Frequentist statistics are what you learned in school if you’ve only had a little bit of statistics. You have a null hypothesis, and you attempt to gather data to prove it’s not true. You do this by showing the odds that the data you collect would occur if the null hypothesis was true. E.g. the odds of a fair coin coming up heads 10 times out of 10 is 1/(2^10) = 0.0009765625 (this is known as the p value). Generally we consider the null hypothesis disproven if the odds of the results under the null hypothesis are <= 0.05, so you could safely conclude that this coin was not fair. Similarly if you have four schools that draw from similar populations and have similar teachers, and one scores three orders of magnitude better than the others on standardized tests, a frequentist will conclude that that school is a lot better than the others.
Bayesian statistics on the other hand asserts that we know something about the likely distribution before we collect the data, and it is good to use that data. In that school example, a bayesian might say “well, these schools are very similar, so that difference probably mostly represents a statistical fluke.” To me, who was raised in a frequentist household, this looks like an exercise is assuming what you’re trying to prove. But I think I finally see its value.

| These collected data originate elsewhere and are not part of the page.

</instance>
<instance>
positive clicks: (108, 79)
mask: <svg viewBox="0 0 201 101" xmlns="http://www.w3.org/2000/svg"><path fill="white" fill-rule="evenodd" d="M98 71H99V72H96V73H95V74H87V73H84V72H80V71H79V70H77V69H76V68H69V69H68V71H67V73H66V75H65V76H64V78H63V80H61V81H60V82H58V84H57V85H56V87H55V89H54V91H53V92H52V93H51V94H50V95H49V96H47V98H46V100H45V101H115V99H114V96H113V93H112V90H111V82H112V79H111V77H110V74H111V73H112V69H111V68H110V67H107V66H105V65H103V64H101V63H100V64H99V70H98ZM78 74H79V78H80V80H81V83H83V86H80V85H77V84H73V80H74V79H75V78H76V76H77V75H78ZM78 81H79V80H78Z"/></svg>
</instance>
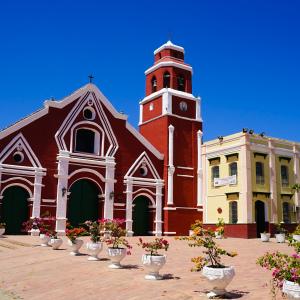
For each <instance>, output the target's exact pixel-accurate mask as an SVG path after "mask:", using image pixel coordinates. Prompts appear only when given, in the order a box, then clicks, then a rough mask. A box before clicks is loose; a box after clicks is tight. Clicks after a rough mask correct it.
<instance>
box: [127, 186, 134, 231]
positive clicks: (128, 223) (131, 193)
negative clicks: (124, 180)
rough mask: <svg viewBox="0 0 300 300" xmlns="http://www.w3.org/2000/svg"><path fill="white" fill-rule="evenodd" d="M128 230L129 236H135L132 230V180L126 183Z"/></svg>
mask: <svg viewBox="0 0 300 300" xmlns="http://www.w3.org/2000/svg"><path fill="white" fill-rule="evenodd" d="M126 230H127V235H128V236H133V231H132V182H129V181H127V184H126Z"/></svg>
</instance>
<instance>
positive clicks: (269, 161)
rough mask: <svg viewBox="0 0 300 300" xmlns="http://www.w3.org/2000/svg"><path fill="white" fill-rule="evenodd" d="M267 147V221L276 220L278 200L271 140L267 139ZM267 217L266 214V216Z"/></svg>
mask: <svg viewBox="0 0 300 300" xmlns="http://www.w3.org/2000/svg"><path fill="white" fill-rule="evenodd" d="M268 147H269V170H270V193H271V196H270V219H269V222H272V223H277V222H278V208H277V206H278V202H277V180H276V156H275V153H274V147H273V144H272V140H271V139H269V140H268ZM267 217H268V216H267Z"/></svg>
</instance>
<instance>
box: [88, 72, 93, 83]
mask: <svg viewBox="0 0 300 300" xmlns="http://www.w3.org/2000/svg"><path fill="white" fill-rule="evenodd" d="M88 78H89V81H90V83H92V82H93V79H94V76H93V75H92V74H91V75H89V76H88Z"/></svg>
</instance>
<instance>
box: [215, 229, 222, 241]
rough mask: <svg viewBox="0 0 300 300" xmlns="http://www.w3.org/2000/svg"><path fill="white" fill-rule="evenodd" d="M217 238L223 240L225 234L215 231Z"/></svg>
mask: <svg viewBox="0 0 300 300" xmlns="http://www.w3.org/2000/svg"><path fill="white" fill-rule="evenodd" d="M215 237H216V239H222V238H223V234H221V233H219V232H218V231H215Z"/></svg>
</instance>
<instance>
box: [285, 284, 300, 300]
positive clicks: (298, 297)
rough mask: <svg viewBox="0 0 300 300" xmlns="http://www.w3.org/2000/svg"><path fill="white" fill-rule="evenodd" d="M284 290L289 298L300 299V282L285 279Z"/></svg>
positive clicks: (291, 298)
mask: <svg viewBox="0 0 300 300" xmlns="http://www.w3.org/2000/svg"><path fill="white" fill-rule="evenodd" d="M282 291H283V293H284V294H286V295H287V297H288V299H289V300H296V299H297V300H299V299H300V286H299V284H298V283H295V282H291V281H287V280H285V281H284V282H283V287H282Z"/></svg>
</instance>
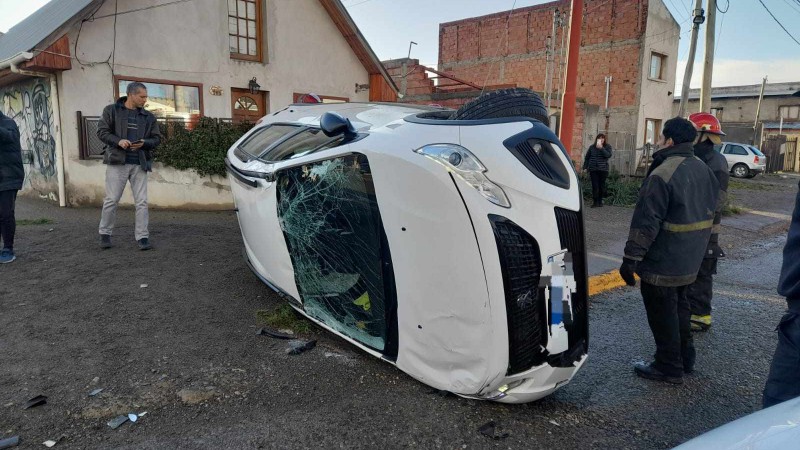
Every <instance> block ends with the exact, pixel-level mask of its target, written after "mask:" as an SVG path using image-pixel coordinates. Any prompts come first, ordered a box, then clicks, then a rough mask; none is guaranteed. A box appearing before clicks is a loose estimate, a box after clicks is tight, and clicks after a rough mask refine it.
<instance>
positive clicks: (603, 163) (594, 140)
mask: <svg viewBox="0 0 800 450" xmlns="http://www.w3.org/2000/svg"><path fill="white" fill-rule="evenodd" d="M609 158H611V146H610V145H608V144H607V143H606V135H605V134H603V133H600V134H598V135H597V137H596V138H595V140H594V144H593V145H591V146H590V147H589V148H588V149H587V150H586V158H584V160H583V170H588V171H589V177H590V178H591V179H592V199H593V200H594V202H593V203H592V208H594V207H597V206H603V197H605V195H606V178H608V159H609Z"/></svg>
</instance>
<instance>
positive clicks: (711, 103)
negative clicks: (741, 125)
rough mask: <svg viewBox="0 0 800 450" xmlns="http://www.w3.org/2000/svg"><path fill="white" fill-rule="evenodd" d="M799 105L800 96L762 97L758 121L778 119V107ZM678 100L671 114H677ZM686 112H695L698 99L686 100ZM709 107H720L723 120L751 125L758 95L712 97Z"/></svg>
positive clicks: (757, 107)
mask: <svg viewBox="0 0 800 450" xmlns="http://www.w3.org/2000/svg"><path fill="white" fill-rule="evenodd" d="M792 105H800V97H791V96H770V97H764V100H763V101H762V102H761V112H760V113H759V115H758V117H759V121H780V120H781V119H780V116H779V115H778V109H779V108H780V107H781V106H792ZM679 108H680V102H678V101H675V102H673V105H672V111H673V114H678V109H679ZM686 108H687V109H686V110H687V114H691V113H693V112H697V111H699V110H700V101H699V100H691V97H690V100H689V101H688V102H687V107H686ZM711 108H722V119H721V121H722V122H723V123H724V122H750V124H751V125H752V123H753V121H754V120H755V118H756V109H757V108H758V97H740V98H712V99H711Z"/></svg>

The other day I posted a link to this blog post on facebook. The post reported on a study that showed a large difference in how law partners reacted to the same paper when told it was written by a black or white student- they wrote more negative comments, were less encouraging, and found more typos. A friend of mine responded with “I believe there is systemic racism, but…”, which is never a great start. He went on to make a bunch of criticisms which would have been extremely fair to make in a journal club discussing a peer reviewed study, but in context came across as reinforcing the cultural pattern of “I refuse to believe in racism is a factor until it’s proven in each specific case.” Forcing victims of systemic discrimination to prove the discrimination gives them an additional burden on top of all that discrimination. It’s not right and it’s not fair. It’s also heavily intertwined with the idea that falsely believing something was affected by race is worse than ignoring discrimination.
At the same time, I dislike the argument “you’re technically correct ” (which he absolutely was- the study was done by some consulting firm and didn’t even include statistics beyond the mean) “but don’t say it because it will encourage racists.” Nothing good comes from quieting science.
What I eventually realized was that what we really needed was to argue our bayesian priors. His frequentist criticisms were implicitly asserting a null hypothesis of “no racism”, while I trying to include the that we knew racism existed and shoulder consider that when evaluating the study- e.g. I wanted to do a Bayesian analysis with “some racism” as a prior. Once we said this we could have a sensible argument about bayesian priors. We didn’t, because by the time I thought of this we’d already reached the point where the conversation needed to end. But we could have.
So now I see the value of Bayesianism. Frequestism is much harder to manipulate, but that also makes it less sensitive to reality. You make your best guess at which technique works best for your particular question, and then you accept that involving numbers does not magically make you unbiased.